Agli scultori giovani (1945-46) *

Affrontiamo la scultura in maniera vergine e naturale, senza prevenzioni o con programmi preventivati, affrontiamola e dedichiamoci interamente ad essa come ad un sacerdozio, nel modo più puro, nel modo più deciso, più morale ed onesto, e staremo per dire più ingenuo.
Non abbandoniamoci al facile e gratuito gioco di trucchi ed invenzioni puramente esteriori e letterari, non seguiamo teorie estetiche che appartengono soltanto a speculazioni filosofiche destinate a rimanere per lo più al puro stato di teorie, lasciamo i programmi a coloro che non sanno dar vita ai loro fantasmi (se pure ne hanno) e lasciamoli perdersi nei labirinti viziosi di inutili discorsi, lasciamo tutto questo ai critici letterati ed agli pseudo pittori-letterati (e perciò non pittori).

 

Buttiamoci al nostro lavoro con accanimento, e che sia la fatica di ogni giornata la nostra più viva realtà, lavoriamo con l’umiltà o la modestia che avevano gli scultori del ’200 e del ’300 nient’affatto intellettuali e tendiamo solamente all’assoluto, all’essenziale, al ‘Vero’.
Tendiamo sempre a far grande, a toccare cioè un vero stile, ed anche se in cento falliremo almeno uno o mezzo di noi coglierà nel segno.
Facciamo del nostro mestiere la nostra ragione d’essere, l’unica e la più spietata.

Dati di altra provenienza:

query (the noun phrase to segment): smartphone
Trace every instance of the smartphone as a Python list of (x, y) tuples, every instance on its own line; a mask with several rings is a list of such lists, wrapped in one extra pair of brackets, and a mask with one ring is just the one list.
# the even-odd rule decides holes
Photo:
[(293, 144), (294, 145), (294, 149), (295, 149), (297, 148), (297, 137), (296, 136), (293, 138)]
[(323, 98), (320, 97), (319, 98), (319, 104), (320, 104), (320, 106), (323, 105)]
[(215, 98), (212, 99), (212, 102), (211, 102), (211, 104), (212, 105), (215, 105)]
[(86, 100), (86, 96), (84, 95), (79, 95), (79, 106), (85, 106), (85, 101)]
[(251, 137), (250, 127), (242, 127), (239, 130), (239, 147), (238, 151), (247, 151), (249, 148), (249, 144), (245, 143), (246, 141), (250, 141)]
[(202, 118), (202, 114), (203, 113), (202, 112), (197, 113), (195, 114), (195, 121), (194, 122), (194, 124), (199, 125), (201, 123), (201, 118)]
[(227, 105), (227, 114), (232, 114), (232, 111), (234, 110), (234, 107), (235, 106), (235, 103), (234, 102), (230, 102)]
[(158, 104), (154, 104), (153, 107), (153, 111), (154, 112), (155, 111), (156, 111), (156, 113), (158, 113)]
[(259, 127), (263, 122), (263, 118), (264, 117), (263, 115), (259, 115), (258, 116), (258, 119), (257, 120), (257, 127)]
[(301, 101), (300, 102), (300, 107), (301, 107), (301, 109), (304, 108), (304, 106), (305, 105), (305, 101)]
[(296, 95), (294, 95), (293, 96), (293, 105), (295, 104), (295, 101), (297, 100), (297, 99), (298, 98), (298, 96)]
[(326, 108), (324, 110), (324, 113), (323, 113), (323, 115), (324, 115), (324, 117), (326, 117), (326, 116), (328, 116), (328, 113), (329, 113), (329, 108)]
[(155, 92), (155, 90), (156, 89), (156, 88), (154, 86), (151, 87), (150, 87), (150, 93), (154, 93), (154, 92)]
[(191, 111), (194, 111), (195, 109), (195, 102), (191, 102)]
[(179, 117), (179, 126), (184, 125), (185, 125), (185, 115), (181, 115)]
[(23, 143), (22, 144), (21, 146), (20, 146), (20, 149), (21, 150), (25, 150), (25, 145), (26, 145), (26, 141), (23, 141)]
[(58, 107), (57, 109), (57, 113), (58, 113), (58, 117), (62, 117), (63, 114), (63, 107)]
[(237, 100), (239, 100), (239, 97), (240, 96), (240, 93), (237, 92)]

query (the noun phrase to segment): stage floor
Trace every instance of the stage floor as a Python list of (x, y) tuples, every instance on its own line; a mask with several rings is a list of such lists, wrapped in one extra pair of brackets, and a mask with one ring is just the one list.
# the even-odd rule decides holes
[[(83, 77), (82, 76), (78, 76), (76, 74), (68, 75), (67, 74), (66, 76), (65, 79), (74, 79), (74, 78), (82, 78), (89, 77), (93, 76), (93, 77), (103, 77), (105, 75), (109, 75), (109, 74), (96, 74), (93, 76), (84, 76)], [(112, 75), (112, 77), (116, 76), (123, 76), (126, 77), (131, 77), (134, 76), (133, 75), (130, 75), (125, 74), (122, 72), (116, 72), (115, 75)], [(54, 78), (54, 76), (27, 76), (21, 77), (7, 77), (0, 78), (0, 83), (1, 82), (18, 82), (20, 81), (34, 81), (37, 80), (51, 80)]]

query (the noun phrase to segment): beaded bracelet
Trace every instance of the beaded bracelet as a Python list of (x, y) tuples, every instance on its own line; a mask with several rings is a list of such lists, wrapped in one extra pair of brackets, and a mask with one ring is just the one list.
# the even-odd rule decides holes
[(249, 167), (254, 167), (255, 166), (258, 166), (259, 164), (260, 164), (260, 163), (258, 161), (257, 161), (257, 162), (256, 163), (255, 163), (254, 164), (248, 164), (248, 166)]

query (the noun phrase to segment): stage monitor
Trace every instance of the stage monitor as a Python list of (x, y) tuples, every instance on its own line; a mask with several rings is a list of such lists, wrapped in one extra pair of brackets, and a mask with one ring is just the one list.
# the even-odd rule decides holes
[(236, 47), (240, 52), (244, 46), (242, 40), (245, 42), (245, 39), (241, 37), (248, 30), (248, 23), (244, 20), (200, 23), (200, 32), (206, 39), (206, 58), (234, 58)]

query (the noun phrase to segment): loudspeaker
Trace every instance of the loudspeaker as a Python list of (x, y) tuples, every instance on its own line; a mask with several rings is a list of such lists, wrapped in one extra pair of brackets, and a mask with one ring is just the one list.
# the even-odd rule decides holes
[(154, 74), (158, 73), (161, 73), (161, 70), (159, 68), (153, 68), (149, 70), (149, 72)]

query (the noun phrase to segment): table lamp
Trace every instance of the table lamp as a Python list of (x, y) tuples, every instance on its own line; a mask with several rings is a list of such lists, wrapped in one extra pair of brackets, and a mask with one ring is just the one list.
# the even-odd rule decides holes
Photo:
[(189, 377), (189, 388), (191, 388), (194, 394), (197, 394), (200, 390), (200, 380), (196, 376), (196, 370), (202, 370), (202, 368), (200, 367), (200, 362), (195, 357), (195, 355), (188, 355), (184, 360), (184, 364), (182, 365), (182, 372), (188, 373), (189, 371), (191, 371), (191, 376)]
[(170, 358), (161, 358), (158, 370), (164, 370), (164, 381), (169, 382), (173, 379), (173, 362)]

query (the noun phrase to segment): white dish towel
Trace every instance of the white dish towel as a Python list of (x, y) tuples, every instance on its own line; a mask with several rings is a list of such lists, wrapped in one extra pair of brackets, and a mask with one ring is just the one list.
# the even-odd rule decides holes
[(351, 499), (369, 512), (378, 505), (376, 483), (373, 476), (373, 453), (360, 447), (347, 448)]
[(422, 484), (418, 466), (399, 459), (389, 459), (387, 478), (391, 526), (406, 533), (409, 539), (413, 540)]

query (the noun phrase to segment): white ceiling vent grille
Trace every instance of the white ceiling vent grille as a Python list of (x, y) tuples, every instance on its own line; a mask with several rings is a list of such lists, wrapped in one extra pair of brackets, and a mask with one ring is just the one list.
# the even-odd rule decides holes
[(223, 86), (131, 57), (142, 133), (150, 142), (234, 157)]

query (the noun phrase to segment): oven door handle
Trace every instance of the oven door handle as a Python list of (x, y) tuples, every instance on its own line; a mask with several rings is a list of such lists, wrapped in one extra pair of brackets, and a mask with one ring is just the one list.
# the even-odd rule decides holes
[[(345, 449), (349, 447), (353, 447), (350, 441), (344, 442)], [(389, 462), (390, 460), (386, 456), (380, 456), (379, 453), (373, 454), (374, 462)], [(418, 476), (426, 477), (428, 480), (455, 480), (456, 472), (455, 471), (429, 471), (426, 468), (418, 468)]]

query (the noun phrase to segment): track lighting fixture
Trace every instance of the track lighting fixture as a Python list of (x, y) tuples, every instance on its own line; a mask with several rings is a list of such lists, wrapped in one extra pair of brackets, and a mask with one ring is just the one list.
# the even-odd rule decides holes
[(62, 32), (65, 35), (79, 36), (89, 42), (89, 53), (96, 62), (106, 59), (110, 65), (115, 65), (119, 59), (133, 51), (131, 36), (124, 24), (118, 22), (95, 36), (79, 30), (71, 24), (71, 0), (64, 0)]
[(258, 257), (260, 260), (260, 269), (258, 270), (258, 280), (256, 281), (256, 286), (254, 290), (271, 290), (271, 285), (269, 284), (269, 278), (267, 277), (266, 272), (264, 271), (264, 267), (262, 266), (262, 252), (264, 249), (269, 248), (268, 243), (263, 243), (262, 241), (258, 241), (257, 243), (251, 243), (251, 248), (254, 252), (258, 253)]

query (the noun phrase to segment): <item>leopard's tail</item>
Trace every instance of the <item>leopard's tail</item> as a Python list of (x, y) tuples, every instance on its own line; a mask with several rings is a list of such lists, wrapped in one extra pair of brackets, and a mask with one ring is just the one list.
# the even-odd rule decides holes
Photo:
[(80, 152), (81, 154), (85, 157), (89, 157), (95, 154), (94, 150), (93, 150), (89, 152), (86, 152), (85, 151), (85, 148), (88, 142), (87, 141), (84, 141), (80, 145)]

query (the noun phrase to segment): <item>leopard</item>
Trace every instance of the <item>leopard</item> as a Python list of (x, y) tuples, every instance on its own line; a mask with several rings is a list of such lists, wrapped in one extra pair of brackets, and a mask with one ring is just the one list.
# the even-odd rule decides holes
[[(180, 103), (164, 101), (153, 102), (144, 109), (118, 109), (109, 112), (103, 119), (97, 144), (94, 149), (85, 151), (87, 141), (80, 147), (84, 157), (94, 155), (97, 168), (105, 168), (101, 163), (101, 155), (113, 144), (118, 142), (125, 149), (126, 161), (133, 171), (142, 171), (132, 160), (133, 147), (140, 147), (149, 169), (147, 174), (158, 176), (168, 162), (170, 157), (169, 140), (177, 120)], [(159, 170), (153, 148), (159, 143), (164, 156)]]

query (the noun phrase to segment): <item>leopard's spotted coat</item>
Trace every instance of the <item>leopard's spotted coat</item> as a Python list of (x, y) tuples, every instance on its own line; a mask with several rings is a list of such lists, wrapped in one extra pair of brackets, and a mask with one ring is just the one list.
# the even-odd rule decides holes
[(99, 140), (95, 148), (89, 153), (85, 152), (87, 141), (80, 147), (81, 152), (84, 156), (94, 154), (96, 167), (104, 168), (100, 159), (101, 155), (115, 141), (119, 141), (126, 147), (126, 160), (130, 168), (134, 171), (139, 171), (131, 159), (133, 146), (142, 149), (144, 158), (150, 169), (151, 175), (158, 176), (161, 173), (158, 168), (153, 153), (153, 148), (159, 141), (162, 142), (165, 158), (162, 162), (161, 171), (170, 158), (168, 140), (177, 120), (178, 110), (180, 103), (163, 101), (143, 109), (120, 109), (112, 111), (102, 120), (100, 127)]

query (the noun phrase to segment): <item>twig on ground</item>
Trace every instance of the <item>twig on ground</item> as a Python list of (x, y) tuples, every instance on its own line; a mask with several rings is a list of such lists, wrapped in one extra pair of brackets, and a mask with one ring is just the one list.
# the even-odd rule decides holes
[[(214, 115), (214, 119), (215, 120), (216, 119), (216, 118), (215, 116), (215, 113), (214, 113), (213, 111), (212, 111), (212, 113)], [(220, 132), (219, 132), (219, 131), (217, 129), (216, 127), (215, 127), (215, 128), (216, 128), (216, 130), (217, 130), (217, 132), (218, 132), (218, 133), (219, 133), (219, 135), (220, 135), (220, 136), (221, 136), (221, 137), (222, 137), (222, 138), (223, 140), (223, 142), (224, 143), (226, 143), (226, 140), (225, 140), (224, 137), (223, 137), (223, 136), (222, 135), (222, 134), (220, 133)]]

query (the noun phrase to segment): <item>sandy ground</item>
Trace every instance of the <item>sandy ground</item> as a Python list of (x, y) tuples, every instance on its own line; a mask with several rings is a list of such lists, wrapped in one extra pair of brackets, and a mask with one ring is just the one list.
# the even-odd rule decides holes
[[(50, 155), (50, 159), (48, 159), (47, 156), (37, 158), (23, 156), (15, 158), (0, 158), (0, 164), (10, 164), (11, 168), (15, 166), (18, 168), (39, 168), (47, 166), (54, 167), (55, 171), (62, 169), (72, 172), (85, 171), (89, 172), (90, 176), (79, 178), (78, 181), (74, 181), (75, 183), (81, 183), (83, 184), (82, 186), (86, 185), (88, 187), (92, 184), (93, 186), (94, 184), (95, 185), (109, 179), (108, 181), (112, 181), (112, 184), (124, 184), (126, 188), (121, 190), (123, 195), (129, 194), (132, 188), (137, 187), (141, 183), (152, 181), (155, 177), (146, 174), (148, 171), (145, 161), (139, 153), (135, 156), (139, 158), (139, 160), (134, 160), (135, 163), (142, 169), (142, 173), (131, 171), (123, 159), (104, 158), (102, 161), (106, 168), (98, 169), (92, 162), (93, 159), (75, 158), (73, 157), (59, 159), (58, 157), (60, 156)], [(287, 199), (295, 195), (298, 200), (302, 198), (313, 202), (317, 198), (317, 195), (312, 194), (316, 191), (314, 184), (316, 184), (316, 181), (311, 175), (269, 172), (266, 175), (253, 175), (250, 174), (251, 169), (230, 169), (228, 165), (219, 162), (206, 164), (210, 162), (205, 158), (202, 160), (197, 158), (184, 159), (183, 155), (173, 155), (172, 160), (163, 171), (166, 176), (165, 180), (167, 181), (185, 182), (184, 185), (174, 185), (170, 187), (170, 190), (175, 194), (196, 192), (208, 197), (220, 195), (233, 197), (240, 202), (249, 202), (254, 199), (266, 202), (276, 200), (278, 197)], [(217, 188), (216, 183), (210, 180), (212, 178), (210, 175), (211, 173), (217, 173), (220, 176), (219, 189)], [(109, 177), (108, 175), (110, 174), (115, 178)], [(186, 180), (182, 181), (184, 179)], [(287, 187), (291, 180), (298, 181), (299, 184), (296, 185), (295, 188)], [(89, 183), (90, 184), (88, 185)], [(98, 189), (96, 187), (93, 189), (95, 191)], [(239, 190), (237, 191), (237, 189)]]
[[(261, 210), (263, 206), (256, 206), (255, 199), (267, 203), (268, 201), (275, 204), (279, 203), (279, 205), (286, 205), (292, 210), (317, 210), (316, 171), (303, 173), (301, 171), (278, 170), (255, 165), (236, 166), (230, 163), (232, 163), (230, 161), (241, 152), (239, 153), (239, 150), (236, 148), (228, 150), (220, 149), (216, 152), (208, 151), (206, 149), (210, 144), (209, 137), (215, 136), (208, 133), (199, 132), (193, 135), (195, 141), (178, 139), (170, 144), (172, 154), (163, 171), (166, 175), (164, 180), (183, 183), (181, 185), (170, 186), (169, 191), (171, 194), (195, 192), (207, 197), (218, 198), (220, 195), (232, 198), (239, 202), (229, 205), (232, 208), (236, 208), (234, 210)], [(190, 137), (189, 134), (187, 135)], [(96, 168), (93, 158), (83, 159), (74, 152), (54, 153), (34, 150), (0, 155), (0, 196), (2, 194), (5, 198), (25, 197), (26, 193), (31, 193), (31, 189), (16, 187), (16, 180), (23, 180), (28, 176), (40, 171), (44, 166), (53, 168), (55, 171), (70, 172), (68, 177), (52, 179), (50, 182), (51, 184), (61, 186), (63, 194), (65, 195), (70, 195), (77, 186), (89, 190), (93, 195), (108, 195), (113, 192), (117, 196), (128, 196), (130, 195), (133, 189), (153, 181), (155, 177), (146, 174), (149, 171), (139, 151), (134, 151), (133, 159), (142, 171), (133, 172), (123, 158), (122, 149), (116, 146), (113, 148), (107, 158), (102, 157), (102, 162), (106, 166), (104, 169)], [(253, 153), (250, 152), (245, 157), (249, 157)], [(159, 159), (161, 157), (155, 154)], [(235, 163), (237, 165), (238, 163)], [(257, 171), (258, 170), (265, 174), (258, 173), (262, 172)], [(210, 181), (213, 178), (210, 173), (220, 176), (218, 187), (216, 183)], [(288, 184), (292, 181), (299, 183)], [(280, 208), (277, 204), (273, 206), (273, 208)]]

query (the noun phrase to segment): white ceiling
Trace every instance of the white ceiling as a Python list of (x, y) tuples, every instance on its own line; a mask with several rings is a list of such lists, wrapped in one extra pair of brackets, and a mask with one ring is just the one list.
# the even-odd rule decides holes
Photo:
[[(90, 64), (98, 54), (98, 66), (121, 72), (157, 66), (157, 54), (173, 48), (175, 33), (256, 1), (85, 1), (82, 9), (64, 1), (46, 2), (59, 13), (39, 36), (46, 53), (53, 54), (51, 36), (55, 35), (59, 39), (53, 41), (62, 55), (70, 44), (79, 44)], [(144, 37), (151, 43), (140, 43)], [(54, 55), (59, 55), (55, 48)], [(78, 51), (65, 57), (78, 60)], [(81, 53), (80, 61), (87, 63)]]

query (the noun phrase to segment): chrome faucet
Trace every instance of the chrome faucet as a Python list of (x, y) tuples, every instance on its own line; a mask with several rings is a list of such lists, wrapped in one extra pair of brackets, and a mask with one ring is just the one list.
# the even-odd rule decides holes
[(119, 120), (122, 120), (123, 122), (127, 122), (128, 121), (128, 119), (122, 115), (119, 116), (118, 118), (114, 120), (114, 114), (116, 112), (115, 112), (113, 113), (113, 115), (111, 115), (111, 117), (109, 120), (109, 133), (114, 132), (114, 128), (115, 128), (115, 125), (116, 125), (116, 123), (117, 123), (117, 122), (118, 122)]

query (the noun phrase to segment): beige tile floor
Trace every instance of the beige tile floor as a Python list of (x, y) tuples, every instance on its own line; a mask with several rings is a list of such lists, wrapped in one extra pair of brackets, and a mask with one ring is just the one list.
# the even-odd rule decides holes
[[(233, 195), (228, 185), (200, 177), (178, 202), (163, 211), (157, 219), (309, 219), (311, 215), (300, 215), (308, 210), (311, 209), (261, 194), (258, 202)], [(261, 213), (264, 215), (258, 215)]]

Facciamo che esso non sia mai peccato d’orgoglio e ricordiamoci che solo attraverso un inesorabile lavoro si cresce e si progredisce e che le masturbazioni d’ordine meramente intellettuale e letterario non aggiungono niente alle nostre possibilità di scultori. Non improvvisiamo, non abbandoniamoci al solo estro che col tempo ha tradito (e la cronaca di questo secolo lo dimostra) anche alcuni fantasiosi giocolieri della scultura moderna. Ma costruiamo con amore ed intelligenza e facciamo che ogni nostra opera abbia una profonda e poetica ragione di esistere. Lasciamo ogni debolezza e compiacenza, ricordiamoci che le cose belle sono ‘naturali’, hanno cioè un senso d’eterno e di vero, e danno l’impressione d’essere sempre esistite, anche se sono uscite oggi dalle mani degli uomini, così come sono le cose della natura, che non appartengono (e non ne hanno il senso) a nessun tempo, ma che sono sempre esistite, anche prima, forse, che fossero create da Dio.

 

Facciamo che nelle nostre opere gli altri, questi esseri che soffrono, possano riconoscere una minima parte di se stessi, e solo così, allora, le immagini a cui diamo vita saranno vere.
Se nelle nostre cose non ci sarà almeno un palpito di umanità non saranno vere e se ne staranno inerti, al di fuori della vita, e cioè a dire fredde, accademiche e perciò inutili. Tutto ciò che è arbitrario ed illusorio, inesorabilmente cade, nel tempo.
Ma ora basta, quello che ci stava a cuore lo abbiamo detto, chiaramente e a voce alta.
Ma un’ultima cosa ora ancora importa.
Facciamo che i migliori di noi siano sicuri di se stessi, ma non pieni di se stessi.
Non assumiamo degli atteggiamenti, non facciamo e non ascoltiamo più tanti discorsi, lavoriamo, e se avremo qualcosa da dire, la diremo con i nostri disegni, con le nostre sculture, se ce ne sarà data la grazia. Che ognuno di noi conosca i propri limiti, ma che dia tutto se stesso, che si sia modesti, poiché la modestia, tra l’altro, è principio di ogni saggezza.

 

Aspiriamo ad essere degli artigiani-scalpellini, piuttosto che degli scultori-intellettuali (cerebrali?), così come lo erano gli anonimi delle cattedrali romaniche e gotiche, gente semplice ed umile, ma piena di ardore, di poesia e di vita.

* In: Mario Negri. Opere dal 1936 al 1987 (catalogo Matera), Edizioni della Cometa, Roma 2001, pp.128-129.